Twenty years ago, if you wanted to adopt an infant from China, you could almost get in line, wait 12-15 months and travel to the Orient to pick up your child. The chances were about 99-to-1 that you’d bring home a girl, unless you were willing to adopt a special needs boy, but the process was streamlined and had enjoyed steady growth over a number of decades. Over the last decade, though, that trend has completely reversed. And it’s not just adoptions from China, it’s international adoptions overall.
Consider these statistics. In 2004, nearly 23,000 foreign adoptees came into the United States. Just seven years later, the number was less than 10,000. In 2004, more than 13,000 children were adopted from China—by 2011, the number had dropped by more than 10,000.
According to adoption authorities, the trend has nothing to do with either supply or demand. There are just as many, if not more, children in orphanages in China and around the world, and there are just as many adoptive parents who want a child. Experts say it’s a change in attitude in those countries where the children live. Countries like China and Russia are finding that more and more people oppose sending orphans out of the country.

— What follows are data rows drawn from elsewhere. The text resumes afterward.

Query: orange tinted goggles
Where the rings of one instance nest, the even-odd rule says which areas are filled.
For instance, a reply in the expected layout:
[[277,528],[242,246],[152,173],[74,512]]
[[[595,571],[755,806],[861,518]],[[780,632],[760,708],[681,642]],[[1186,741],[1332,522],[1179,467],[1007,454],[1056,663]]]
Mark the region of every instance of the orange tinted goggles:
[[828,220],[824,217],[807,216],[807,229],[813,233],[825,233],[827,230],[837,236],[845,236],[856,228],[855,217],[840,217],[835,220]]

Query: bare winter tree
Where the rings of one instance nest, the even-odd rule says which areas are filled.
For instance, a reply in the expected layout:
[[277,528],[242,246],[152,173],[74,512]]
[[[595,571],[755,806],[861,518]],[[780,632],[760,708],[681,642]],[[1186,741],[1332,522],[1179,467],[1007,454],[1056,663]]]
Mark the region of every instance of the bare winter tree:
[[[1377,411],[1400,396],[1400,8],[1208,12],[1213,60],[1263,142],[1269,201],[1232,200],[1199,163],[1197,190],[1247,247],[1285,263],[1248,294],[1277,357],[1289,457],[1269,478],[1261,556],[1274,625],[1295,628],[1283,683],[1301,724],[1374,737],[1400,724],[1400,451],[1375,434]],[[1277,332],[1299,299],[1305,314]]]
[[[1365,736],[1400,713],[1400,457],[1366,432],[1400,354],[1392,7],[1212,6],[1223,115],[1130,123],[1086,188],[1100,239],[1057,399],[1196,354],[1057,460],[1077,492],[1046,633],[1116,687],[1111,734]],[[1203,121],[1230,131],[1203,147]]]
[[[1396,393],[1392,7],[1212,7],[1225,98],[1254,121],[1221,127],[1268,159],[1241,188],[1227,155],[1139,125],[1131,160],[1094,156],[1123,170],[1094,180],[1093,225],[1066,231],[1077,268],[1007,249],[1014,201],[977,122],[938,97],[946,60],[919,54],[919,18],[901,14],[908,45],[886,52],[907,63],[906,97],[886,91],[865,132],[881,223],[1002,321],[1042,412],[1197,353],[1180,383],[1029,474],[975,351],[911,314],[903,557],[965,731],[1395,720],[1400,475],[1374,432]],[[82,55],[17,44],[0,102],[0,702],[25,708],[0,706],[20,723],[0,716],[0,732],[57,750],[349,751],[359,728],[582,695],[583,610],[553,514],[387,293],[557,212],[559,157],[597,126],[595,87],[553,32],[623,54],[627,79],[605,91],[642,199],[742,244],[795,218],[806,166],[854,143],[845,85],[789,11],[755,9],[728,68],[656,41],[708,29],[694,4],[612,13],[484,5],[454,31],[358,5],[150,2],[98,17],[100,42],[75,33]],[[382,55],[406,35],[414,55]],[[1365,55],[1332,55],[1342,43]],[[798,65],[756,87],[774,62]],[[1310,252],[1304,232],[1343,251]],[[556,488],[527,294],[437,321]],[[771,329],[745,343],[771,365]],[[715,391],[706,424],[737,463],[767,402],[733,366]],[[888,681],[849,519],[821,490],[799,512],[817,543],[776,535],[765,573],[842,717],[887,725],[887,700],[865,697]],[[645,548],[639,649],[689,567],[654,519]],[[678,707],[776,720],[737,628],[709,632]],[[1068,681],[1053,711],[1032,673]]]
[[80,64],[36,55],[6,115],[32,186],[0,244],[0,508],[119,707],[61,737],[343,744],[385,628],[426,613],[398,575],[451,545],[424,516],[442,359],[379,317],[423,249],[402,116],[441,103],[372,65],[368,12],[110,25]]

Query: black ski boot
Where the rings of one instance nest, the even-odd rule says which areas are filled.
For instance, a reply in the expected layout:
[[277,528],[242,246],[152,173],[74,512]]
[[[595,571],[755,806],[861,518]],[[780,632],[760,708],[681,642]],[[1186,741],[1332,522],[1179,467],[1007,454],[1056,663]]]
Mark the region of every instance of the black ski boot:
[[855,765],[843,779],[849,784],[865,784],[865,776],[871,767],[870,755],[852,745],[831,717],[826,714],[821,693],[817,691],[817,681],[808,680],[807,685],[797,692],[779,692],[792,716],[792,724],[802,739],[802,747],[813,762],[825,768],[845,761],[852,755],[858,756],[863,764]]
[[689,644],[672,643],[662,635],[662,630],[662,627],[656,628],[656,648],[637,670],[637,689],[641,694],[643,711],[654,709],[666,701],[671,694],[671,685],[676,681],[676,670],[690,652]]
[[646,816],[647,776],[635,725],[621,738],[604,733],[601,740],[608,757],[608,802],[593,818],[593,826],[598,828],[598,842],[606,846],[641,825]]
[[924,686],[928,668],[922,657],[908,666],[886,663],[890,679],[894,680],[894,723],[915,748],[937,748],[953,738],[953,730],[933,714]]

In addition, many foreign countries have implemented new rules making it harder for those most inclined and able to adopt to do so. The typical parent in a foreign adoption is older, and it’s not been uncommon for many to be single moms. In 2007, China changed its rules, prohibiting anyone over 50 from adopting, as well as single parents. The ban on single women was lifted in 2011, but all single adoptive mothers must now sign an affidavit swearing they are not gay. Families must also have at least $10,000 in income per family member and a minimum of $80,000 in assets.